The strongest limitation of the present study is the somewhat arbitrary choice of percentages within the prescription methods. This cannot be avoided and although it limits direct comparability of the three training sessions, it does not hamper the conclusions drawn from this study. Furthermore, these findings (including the suggested adaptions of percentages within each intensity prescription method) are prerequisite for implementing the intensity prescription methods into training intervention studies. Another limitation is that threshold concepts might be considered somewhat sophisticated with regard to clinical practice. Yet, as a first approach, we sought to systematically evaluate these methods that are appreciated in elite sports and can be determined without attaining maximal exhaustion in a CPET. In a second approach, it would be interesting to compare these highly objective methods to others that are easier to use, including subjective methods based, e.g., on RPE.

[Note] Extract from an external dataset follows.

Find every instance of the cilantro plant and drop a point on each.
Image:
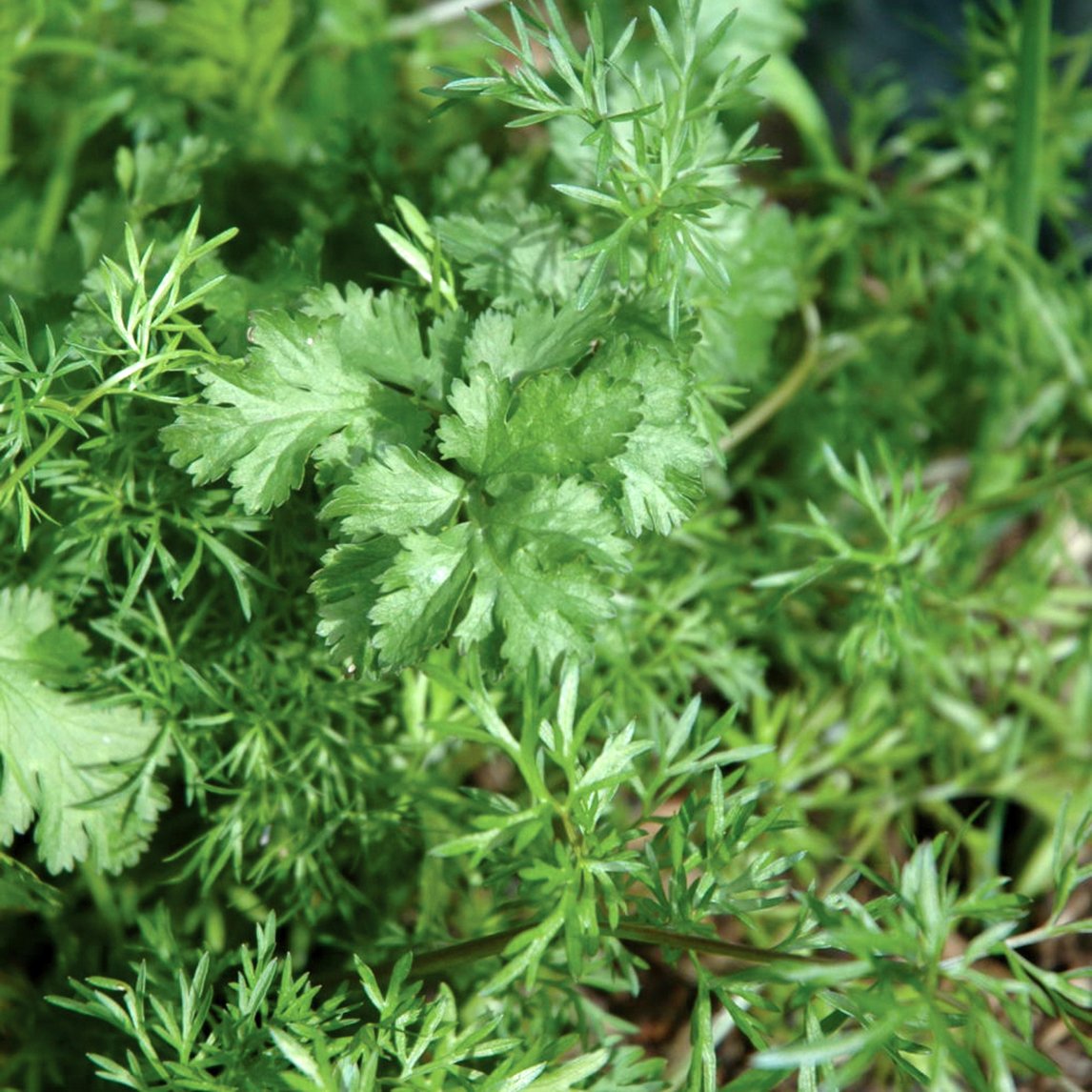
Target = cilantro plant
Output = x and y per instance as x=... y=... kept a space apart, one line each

Furthermore, the fact that we did not exclude all patients who had not attained their “true VO2max” during CPET might be a limitation, since spending maximal effort during CPET is required for an adequate application of %VO2peak for intensity prescription. However, the validity of secondary criteria for maximal exhaustion has been strongly criticized already for healthy individuals [33, 34] and their applicability has never been assessed in cancer survivors. And, as already mentioned above, we decided to include all patients in the data analyses as this more realistically reflects practice in previous research. Since there was no concordance between the two methods (secondary criteria for maximal exhaustion and verification test) regarding the number of patients who failed to attain maximal exhaustion, it is questionable whether secondary criteria are even useful for cancer survivors. Furthermore, 33% not attaining “real VO2max” during CPET raises the question of whether %VO2peak is an appropriate intensity prescription method in cancer survivors, since in the present study, one-third would have exercised at a too low intensity with this method. Even though this assumption is not reflected by the results, it could have more pronounced consequences regarding training responses for interventions with longer durations and/or in larger cohorts.

Finally, it should be noted that sample size was derived from a similar study and not calculated based on expected effects because there were no reference points available. The study has therefore pilot character and further confirmatory research is needed. In addition, the findings are not necessarily transferable to patients with entities other than breast and prostate cancer or to those undergoing anti-cancer treatment.

Conclusion

In the present study, three training sessions prescribed by means of percentages of VO2peak (reference), blood lactate thresholds, and ventilatory thresholds were compared in terms of durability, physiological, and psychological responses in breast and prostate cancer survivors after primary treatment. There were no significant differences in the number of premature terminations. The vigorous-intensity zone was met on average through all three intensity prescription methods as indicated by cardio-metabolic responses. Blood lactate thresholds appear most suitable for training prescription if a defined metabolic strain is intended because this method elicited the most homogeneous blood lactate response. All three exercise sessions were equally enjoyed and rated as moderate despite their vigorous intensity. Altogether, submaximal thresholds are at least as useful as VO2peak for intensity prescription in breast and prostate cancer survivors after primary treatment. To avoid early session terminations, slightly lower percentages of the reference points might be preferable, e.g., 65% VO2peak, 90% IAT, and 60% between VT1 and VT2.